Community pharmacy must not put itself at risk by “worshipping at the feet of false gods” such as hub-and-spoke dispensing, the National Pharmacy Association (NPA) has said.
It is “highly questionable” whether the hub-and-spoke model will generate savings, NPA chair Ian Strachan said at the organisation’s triennial chairman’s dinner at the Apothecaries’ Hall in London on Monday (November 23).
England’s chief pharmaceutical officer Keith Ridge suggested in September that hubs could deal with two thirds of the country’s prescriptions, but Mr Strachan warned the “general rollout” of this model could bring “serious risks to the pharmacy network and therefore ultimately patients”.

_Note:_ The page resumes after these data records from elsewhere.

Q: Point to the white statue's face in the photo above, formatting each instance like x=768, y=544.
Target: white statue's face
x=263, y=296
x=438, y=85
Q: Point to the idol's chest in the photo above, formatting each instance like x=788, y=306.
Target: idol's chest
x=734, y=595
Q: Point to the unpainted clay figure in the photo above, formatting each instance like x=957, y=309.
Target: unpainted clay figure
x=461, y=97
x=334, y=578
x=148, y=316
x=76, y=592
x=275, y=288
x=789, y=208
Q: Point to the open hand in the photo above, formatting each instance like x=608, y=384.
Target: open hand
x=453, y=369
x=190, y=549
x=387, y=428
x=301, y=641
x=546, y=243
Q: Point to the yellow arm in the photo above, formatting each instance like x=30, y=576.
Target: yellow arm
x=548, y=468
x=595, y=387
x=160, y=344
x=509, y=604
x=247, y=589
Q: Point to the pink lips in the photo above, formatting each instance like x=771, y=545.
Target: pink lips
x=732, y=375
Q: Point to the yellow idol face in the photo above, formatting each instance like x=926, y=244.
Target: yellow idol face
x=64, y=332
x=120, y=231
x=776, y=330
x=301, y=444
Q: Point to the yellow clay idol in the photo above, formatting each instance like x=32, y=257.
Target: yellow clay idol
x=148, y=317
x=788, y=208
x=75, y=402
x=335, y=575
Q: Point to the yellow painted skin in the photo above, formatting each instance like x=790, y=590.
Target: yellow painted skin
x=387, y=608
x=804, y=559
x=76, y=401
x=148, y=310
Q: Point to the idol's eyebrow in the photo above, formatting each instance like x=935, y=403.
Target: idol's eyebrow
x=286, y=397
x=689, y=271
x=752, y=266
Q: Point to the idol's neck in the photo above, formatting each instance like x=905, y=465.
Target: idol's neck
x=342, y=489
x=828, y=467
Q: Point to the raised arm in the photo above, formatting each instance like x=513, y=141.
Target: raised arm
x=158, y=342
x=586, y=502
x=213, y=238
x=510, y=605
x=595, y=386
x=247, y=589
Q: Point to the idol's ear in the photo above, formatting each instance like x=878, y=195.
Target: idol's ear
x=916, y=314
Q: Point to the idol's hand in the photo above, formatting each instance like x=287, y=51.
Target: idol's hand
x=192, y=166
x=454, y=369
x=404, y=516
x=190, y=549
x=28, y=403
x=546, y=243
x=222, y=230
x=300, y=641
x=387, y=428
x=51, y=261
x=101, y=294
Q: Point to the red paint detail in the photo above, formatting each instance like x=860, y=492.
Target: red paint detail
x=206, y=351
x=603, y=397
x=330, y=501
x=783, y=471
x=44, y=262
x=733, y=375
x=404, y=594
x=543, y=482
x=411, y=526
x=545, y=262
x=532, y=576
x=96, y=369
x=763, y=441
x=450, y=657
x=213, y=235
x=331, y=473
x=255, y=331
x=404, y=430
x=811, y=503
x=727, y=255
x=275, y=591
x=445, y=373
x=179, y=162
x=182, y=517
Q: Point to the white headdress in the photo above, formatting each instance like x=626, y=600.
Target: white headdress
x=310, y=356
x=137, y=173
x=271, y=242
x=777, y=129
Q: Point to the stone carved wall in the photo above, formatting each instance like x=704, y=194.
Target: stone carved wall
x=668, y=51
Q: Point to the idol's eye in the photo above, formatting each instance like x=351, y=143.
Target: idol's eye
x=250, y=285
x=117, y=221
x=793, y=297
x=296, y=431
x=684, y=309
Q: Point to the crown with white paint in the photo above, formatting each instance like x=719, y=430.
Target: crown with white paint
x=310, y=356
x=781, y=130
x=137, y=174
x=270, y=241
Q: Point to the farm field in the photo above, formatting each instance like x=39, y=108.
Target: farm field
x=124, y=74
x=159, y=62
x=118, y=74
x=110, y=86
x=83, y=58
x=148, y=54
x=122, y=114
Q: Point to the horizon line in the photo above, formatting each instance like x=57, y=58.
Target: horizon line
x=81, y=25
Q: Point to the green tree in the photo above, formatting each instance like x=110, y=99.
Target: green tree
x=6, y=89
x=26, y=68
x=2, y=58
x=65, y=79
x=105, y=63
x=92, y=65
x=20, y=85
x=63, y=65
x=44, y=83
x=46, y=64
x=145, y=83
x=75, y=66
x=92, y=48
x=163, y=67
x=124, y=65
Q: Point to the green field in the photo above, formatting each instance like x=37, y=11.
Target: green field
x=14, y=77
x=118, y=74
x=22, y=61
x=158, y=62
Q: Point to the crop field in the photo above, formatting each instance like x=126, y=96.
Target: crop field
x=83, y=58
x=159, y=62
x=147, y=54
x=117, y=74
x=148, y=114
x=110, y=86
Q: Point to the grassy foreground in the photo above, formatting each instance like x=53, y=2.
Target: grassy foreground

Mr Strachan stressed the value of the existing community pharmacy model, which offers “convenient, face-to-face advice”. “Where is the evidence that centralised dispensing will make things better, not worse?” he asked.
Instead of focusing on hub-and-spoke dispensing, the NHS should invest in pharmacy services, Mr Strachan argued. “Quality and productivity gains cannot be achieved by cuts,” he said.
“On the contrary, the NHS should now be investing in services that have the potential to achieve cost savings elsewhere in the system, as well as delivering improved patient care.”
Mr Strachan called for the commissioning of a common ailments service in England, which he described as a “no-brainer”, and a greater role for pharmacists in managing long-term conditions. To perform these services, pharmacists should have “greater freedom” to use skills such as prescribing, he added.
Earlier this month, Pharmaceutical Services Negotiating Committee (PSNC) chief executive Sue Sharpe branded increasing the use of dispensing hubs as "madness".